I’ve been reading through Leonard Smith’s Chaos: a Very Short Introduction in my spare time (twice a month.) It is truly fascinating reading (depending on your definition of fascinating) and absolutely enlightening to a recovering philistine groping at the previously eschewed topics of mathematics, physics, and philosophy*. I’m going to post some of the algorithms/systems he describes, realized in the SuperCollider programming language. This may be of some interest to others in my position**.

Full Logistic Map

“Subtract X2 from X, multiply the difference by 4 and take the result as the new value for X.”

If X is given a value of 0.5, the results are relatively uninteresting. (0.5,1,0,0,0,0,0,0,0…)
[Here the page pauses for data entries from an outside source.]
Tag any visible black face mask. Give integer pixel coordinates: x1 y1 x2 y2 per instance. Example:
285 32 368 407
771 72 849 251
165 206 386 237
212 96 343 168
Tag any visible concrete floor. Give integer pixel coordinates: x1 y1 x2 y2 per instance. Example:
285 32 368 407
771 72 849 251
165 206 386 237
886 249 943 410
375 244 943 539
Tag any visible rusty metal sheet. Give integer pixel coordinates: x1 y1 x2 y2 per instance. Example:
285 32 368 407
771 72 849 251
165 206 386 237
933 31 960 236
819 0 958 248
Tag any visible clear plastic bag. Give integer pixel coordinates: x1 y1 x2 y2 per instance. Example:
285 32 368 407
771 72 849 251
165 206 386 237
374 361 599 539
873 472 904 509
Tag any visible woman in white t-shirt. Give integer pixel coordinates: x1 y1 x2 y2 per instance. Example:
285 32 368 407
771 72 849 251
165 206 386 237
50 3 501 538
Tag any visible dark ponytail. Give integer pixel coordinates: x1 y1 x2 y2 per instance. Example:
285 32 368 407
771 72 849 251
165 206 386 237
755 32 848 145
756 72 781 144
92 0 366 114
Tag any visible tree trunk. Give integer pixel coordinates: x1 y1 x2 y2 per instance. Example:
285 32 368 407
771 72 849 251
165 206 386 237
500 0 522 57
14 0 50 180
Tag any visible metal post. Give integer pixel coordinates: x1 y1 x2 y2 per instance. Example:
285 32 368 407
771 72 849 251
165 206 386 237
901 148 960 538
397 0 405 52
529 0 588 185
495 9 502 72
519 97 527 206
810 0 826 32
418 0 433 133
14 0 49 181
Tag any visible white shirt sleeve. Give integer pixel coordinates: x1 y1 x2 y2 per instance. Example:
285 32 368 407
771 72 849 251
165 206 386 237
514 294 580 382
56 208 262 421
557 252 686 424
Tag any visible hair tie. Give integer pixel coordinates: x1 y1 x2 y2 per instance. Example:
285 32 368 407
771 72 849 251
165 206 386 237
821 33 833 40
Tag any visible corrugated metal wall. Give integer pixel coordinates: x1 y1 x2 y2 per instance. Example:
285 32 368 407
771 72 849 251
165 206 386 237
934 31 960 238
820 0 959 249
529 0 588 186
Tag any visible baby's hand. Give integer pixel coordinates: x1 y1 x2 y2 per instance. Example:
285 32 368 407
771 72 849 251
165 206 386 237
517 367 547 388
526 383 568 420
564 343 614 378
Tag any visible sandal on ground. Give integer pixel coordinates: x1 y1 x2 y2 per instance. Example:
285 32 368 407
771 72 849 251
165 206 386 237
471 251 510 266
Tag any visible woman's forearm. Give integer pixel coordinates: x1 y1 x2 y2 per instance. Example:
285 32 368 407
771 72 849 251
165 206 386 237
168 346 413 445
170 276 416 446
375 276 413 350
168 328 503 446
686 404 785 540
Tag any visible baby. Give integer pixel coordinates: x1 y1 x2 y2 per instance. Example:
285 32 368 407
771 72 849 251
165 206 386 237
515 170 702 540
However, if the value 0.876 (that of the example in the book) or something similar is used, the results are more interesting.

(
r = Routine.new ( {
y = List[];
x = rrand(0.869, 0.883);
250.do ( { y.add( {x = 4*(x-(x.squared)) }.value) } );
y.asArray.plot;
} );
AppClock.play(r);
)


fulllogisticmap2

fulllogisticmap1

As the author points out, notice that while a statistician may pronounce the results random, the physicist may find predictability. It should be noted that in the author’s example, x was always 0.876 and therefore the system was deterministic. By changing x to a random number (linearly picked from a given range) I’ve made the system stochastic.

AC Map (Stochastic Dynamical System)

Any dynamical system whose rule does not require a random number may be said to be deterministic. Any dynamical system whose rule requires a random number may be said to be stochastic.

“Divide X by 4, then subtract 1/2 and add a random number R to get the new X.”

(
r = Routine.new ( {

y = List[];
x = 1;

250.do ( { y.add( { x = (x/4) + rrand(0,1) }.value) } );

y.asArray.plot;
} );
AppClock.play(r);
)


acmap2

acmap1

Note: this system is incomplete without defining R. The random number picking algorithm is a system of its own. In the above, a linear distribution with even 0-1 float return was employed. The author notes that it is sufficient to specify (for R) what distribution is used (linear, Gaussian, etc.)

I’ll try to add more of these as I read. They may also appear in new posts.

*I was a lofty romantic — the only “reality” to me at one point was the realization of idealized sound-art (composition.)

** The likelihood of any other person actually finding themselves in anything that could be considered remotely close to “my position” is statistically very small. Realizing this, this post is then for my personal edification.